Focal adhesion kinase (FAK) is a non-receptor kinase that plays a role in regulating cell growth, signaling transduction, and tumor cell invasion [117]. Elevated phosphorylated FAK level is related to the poor prognosis of multiple cancers [118]. Multiple FAK inhibitors, such as IN10018, confer potent anticancer effects and effectively suppress the progression of KRAS mutant carcinoma [119,120,121]. FAK is a biomarker of the aberrant KRAS signaling pathway, and it responds to the administration of KRAS (G12C) inhibitors. Both aberrant FAK-YAP signaling and FAK-related fibrogenesis affect the development of resistance to KRAS (G12C) inhibitors. In short, sustained activation of FAK is induced by KRAS (G12C) inhibition, leading to attenuated treatment outcomes by dysregulating FAK-YAP signaling and fibrosis formation (Fig. 4). A synergistic effect was achieved with the combination treatment of KRAS (G12C) inhibition and a FAK inhibitor (IN10018). This combination simultaneously reduces the degree of drug resistance. The synergistic benefit of the combination therapy was consistently observed in different CDX and PDX models of KRAS (G12C) cancers [122]. Besides, activation of the FAK signaling pathway has an impact on the tumor microenvironment [123, 124]. FAK-related fibrosis can form a barrier in tumors that limits the CD8+ T cells infiltration in tumors, and FAK inhibition can ultimately promote the antitumor effects by decreasing the number of tumor-resident Tregs. Thus, FAK inhibition may enhance KRAS (G12C) inhibition and immunotherapy [125, 126].

Fig. 4
figure 4

The schematic diagram of FAK-YAP axis affecting efficacy of KRAS (G12C) inhibitor

Epithelial-to-mesenchymal transition (EMT)

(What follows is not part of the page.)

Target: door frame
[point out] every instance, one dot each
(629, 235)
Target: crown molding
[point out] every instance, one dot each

Induction of epithelial-to-mesenchymal transition (EMT) is associated with intrinsic and acquired resistance to KRAS (G12C) inhibition in cell lines previously sensitive to AMG510. Induction of EMT leads to rewiring the expression of several RTKs, such as ERBB3 and FGFR1. Drug resistance induced by EMT enhances PI3K/AKT signaling and MAPK signaling [97, 127,128,129].

Phosphoproteomics studies identified adaptive responses of cell types to KRAS-mutant inhibition [130, 131]. High basal ERBB2/3 associated with epithelial gene signatures was observed in KRAS (G12C) cell lines and human lung cancers. Markers related to IGF1R/ERBB2/3 pathway in the epithelial cells and fibroblast growth factor receptor (FGFR1)/AXL pathway in the mesenchymal cells should be considered in patient care. The IGF1R/ERBB2/3 signaling pathway may respond to the suppressed ERK and AKT signaling after KRAS (G12C) inhibitor treatment and favor the change to epithelial cell types (Fig. 5). This changed cell type is more sensitive to co-inhibition by SHP2 and SOS1 [130,131,132,133,134,135].

Fig. 5
figure 5

Adaptive responses to KRAS (G12C) inhibitors in epithelial and mesenchymal cells. a Inducing epithelial-to-mesenchymal transition (EMT) and cell growth in epithelial cell type. b FGFR1/AXL signaling in the mesenchymal cell type

The above-mentioned drug resistance mechanisms can provide precise and effective treatment strategies through combination therapy. High feedback activation of the FGFR/AXL signaling pathway was found in mesenchymal cells. Inhibition of the FGFR signaling pathway reduces ERK and mTOR activation, whereas AXL inhibition attenuates the activation of PI3K pathway [43, 136,137,138,139].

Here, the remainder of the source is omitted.